"This book is about the obsessive strategies people use to keep the arbitrary out of their lives; it is about the fanaticism and intolerance linked to their ideas of perfection and permanence.... Those readers who have brushed against the dangers of the idée fixe, who have come close to surrendering to something or someone diabolically seductive or coercive, will recognize in these characters their own encounter with a dangerously systematized world."—From the introduction.
Monomania explores the cultural prominence of the idée fixe in Western Europe during the nineteenth and twentieth centuries. Marina van Zuylen revives the term monomania to explore the therapeutic attributes of obsession. She introduces us to artists and collectors, voyeurs and scholars, hypochondriacs and melancholics, whose lives are run by debilitating compulsions that may become powerful weapons against the tyranny of everyday life.

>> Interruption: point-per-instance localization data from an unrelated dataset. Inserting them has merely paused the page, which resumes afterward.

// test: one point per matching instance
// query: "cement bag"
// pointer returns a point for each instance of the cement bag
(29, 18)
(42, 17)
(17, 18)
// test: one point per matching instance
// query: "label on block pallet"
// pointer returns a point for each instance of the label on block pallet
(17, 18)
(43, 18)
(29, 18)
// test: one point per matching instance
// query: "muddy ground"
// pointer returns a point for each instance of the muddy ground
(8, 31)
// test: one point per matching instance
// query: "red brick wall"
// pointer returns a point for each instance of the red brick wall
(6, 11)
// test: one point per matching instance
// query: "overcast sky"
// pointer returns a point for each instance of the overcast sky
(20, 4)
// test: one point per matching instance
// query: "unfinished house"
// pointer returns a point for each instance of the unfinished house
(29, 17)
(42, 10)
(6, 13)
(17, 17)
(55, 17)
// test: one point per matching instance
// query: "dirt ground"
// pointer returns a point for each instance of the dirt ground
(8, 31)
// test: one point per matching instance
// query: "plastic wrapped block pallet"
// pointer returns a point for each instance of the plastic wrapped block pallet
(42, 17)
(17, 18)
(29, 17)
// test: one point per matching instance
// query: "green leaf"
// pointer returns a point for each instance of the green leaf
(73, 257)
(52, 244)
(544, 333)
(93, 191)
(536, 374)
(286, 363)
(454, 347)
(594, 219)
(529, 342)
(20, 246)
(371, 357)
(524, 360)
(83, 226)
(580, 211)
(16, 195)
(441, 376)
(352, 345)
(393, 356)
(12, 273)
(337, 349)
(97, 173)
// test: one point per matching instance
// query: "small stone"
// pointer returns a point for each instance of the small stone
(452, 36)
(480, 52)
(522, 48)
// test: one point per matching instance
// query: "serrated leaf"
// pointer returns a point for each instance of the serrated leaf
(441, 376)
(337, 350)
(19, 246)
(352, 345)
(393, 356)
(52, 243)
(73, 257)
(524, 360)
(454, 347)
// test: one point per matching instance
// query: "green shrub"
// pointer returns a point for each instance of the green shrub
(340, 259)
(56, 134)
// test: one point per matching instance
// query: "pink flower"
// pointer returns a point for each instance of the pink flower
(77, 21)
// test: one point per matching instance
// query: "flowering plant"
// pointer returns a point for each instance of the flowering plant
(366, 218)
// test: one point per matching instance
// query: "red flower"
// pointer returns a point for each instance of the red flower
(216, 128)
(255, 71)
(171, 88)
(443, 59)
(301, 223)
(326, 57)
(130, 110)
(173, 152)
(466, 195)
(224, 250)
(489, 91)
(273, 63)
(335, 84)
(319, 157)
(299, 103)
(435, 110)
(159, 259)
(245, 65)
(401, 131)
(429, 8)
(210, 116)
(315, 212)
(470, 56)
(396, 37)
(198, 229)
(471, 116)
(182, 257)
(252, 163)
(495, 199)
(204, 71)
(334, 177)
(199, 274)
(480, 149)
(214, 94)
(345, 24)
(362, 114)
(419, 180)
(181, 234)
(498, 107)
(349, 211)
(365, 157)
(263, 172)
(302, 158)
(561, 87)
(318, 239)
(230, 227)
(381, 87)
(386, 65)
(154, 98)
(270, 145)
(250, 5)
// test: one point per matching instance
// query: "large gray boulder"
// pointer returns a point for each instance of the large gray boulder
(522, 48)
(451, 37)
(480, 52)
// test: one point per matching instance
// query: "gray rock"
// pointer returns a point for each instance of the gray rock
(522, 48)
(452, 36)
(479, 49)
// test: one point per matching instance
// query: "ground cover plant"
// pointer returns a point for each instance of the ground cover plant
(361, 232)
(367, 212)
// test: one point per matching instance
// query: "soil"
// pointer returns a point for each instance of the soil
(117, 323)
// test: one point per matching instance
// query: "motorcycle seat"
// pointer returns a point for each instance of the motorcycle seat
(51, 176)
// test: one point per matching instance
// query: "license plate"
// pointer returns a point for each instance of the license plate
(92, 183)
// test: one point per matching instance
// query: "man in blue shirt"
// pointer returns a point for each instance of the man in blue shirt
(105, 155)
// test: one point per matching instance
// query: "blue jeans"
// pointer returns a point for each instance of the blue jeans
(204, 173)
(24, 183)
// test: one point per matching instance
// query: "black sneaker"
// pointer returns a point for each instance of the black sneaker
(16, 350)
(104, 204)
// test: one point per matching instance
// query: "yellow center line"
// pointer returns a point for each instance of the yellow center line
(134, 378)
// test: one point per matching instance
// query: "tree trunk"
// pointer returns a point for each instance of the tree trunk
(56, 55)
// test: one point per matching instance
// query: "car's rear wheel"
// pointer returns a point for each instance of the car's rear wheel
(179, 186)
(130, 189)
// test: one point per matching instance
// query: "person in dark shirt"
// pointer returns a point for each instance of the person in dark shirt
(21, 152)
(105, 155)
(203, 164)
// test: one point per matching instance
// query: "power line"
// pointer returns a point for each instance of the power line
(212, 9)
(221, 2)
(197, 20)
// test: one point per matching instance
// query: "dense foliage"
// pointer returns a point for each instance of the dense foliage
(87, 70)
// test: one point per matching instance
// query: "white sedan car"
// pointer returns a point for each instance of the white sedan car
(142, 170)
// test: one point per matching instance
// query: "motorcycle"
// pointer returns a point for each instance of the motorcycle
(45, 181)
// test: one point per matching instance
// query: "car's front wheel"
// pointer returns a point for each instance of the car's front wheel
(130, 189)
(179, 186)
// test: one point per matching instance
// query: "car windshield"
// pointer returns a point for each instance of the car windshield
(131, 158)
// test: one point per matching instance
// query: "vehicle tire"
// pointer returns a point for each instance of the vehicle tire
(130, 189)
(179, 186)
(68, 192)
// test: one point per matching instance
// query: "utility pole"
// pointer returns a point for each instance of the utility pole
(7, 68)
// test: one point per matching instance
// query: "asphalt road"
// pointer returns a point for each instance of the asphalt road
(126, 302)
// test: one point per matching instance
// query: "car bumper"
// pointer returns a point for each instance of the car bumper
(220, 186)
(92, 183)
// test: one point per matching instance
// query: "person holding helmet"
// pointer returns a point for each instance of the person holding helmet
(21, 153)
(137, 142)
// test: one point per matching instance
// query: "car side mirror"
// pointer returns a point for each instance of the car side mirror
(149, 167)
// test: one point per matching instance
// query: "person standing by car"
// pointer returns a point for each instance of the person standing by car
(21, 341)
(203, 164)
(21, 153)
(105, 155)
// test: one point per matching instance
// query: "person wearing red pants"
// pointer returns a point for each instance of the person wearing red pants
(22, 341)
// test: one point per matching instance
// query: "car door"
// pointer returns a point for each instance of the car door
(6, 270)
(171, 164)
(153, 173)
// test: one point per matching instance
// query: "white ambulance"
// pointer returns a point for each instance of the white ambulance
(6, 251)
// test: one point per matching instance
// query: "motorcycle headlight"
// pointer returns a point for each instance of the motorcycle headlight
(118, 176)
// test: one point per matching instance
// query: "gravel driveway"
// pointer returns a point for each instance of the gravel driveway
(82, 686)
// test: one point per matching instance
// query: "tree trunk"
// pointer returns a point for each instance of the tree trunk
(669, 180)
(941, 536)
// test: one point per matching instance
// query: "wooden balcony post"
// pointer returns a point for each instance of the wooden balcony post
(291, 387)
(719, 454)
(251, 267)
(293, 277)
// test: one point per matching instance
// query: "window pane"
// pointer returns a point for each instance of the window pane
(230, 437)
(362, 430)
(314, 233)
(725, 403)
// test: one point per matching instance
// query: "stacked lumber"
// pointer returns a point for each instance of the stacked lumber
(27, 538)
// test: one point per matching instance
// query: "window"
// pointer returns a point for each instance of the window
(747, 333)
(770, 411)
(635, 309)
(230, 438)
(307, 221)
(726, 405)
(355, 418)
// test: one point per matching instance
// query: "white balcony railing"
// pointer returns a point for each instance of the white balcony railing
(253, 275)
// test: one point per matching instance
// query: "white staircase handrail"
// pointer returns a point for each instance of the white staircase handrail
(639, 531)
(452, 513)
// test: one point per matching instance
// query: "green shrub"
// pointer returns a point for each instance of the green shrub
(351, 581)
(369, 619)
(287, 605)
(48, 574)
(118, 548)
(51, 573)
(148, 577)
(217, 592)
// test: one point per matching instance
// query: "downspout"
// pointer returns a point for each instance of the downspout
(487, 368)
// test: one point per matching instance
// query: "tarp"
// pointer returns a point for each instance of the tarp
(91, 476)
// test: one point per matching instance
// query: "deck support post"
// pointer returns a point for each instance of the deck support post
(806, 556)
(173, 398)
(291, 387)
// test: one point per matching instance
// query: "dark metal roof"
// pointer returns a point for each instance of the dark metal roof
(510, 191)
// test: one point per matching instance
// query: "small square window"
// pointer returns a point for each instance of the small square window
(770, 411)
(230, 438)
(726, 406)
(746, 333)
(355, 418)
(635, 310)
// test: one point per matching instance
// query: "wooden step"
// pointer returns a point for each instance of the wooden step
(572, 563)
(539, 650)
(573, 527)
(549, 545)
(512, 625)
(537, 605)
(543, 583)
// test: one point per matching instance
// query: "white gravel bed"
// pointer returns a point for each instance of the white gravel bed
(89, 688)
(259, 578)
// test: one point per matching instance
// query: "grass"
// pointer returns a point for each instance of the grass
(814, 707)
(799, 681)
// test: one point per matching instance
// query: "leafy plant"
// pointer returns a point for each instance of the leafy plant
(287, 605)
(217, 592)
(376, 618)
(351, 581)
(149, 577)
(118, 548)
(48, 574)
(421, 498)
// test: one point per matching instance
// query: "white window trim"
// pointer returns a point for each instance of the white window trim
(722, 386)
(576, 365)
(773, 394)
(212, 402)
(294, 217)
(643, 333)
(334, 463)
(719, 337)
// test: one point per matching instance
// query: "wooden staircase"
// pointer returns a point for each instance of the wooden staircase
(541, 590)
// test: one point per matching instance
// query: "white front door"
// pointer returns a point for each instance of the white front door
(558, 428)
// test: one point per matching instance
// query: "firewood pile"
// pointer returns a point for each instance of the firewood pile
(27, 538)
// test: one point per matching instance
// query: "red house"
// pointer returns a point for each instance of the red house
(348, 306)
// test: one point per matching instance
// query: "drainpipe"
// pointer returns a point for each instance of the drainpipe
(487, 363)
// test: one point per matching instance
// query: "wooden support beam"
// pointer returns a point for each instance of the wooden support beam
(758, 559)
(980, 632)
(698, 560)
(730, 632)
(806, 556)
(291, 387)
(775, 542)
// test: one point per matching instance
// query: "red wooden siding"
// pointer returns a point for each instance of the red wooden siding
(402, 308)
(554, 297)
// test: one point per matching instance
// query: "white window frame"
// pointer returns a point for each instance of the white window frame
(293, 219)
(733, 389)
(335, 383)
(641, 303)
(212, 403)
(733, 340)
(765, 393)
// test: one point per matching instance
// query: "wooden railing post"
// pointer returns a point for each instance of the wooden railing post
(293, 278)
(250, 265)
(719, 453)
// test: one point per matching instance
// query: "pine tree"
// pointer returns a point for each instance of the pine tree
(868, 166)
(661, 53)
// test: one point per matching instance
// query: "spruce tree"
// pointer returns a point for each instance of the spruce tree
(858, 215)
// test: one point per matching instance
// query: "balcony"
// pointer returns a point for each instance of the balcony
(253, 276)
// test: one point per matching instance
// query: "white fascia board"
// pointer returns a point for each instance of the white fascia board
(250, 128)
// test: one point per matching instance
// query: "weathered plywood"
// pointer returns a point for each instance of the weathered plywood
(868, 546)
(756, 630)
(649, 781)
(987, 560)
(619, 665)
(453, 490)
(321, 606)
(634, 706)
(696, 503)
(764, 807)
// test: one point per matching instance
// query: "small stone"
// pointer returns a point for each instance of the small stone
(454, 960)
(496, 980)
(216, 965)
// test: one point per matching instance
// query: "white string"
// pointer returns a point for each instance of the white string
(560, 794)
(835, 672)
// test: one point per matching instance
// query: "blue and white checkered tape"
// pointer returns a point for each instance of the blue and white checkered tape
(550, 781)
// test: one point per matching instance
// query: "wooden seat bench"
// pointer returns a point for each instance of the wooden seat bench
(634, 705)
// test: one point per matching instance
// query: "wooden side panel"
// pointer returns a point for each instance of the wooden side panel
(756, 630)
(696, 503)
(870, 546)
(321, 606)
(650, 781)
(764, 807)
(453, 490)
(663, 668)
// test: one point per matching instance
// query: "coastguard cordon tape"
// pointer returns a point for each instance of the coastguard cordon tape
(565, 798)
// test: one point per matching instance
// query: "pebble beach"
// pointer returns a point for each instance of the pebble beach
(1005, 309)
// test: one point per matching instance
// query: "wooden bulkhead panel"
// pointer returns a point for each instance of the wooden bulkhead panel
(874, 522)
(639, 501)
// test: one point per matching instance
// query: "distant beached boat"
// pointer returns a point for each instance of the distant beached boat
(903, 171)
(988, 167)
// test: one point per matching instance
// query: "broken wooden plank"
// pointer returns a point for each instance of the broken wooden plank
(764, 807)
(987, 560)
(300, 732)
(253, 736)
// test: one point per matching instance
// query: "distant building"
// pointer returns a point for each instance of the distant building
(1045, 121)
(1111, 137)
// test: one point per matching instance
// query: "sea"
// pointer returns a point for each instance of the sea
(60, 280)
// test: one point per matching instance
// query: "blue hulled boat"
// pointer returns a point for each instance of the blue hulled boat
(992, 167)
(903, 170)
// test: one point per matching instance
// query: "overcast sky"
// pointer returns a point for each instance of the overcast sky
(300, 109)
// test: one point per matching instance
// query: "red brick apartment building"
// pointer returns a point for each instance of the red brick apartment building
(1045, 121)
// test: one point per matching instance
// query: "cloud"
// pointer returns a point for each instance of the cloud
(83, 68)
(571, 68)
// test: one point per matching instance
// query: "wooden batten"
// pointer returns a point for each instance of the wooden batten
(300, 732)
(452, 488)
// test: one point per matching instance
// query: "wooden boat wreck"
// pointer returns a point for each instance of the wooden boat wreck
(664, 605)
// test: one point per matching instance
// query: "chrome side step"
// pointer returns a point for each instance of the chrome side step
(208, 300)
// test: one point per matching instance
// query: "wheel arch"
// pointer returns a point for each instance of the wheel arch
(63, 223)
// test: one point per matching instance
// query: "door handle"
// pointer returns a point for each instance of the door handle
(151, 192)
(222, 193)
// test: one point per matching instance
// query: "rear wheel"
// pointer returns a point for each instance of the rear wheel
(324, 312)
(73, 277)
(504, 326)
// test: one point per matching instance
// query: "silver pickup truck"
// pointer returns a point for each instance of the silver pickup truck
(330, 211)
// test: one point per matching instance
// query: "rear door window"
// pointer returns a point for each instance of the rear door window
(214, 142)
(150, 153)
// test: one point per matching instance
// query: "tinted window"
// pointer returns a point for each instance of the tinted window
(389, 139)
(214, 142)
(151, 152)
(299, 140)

In van Zuylen's view, there is a productive tension between disabling fixations and their curative powers; she argues that the idée fixe has acted as a corrective for the multiple disorders of modernity. The authors she studies—Charles Baudelaire, Sophie Calle, Elias Canetti, George Eliot, Gustave Flaubert, and Thomas Mann among them—embody or set in motion different manifestations of this monomaniacal imperative. Their protagonists or alter egos live more intensely, more meaningfully, because of the compulsive pressures they set up for themselves. Monomania shows that transforming life into art, or at least into the artful, drives out the anxiety of the void and puts in its place something so orderly and meaningful that it can take on the aura of a religion.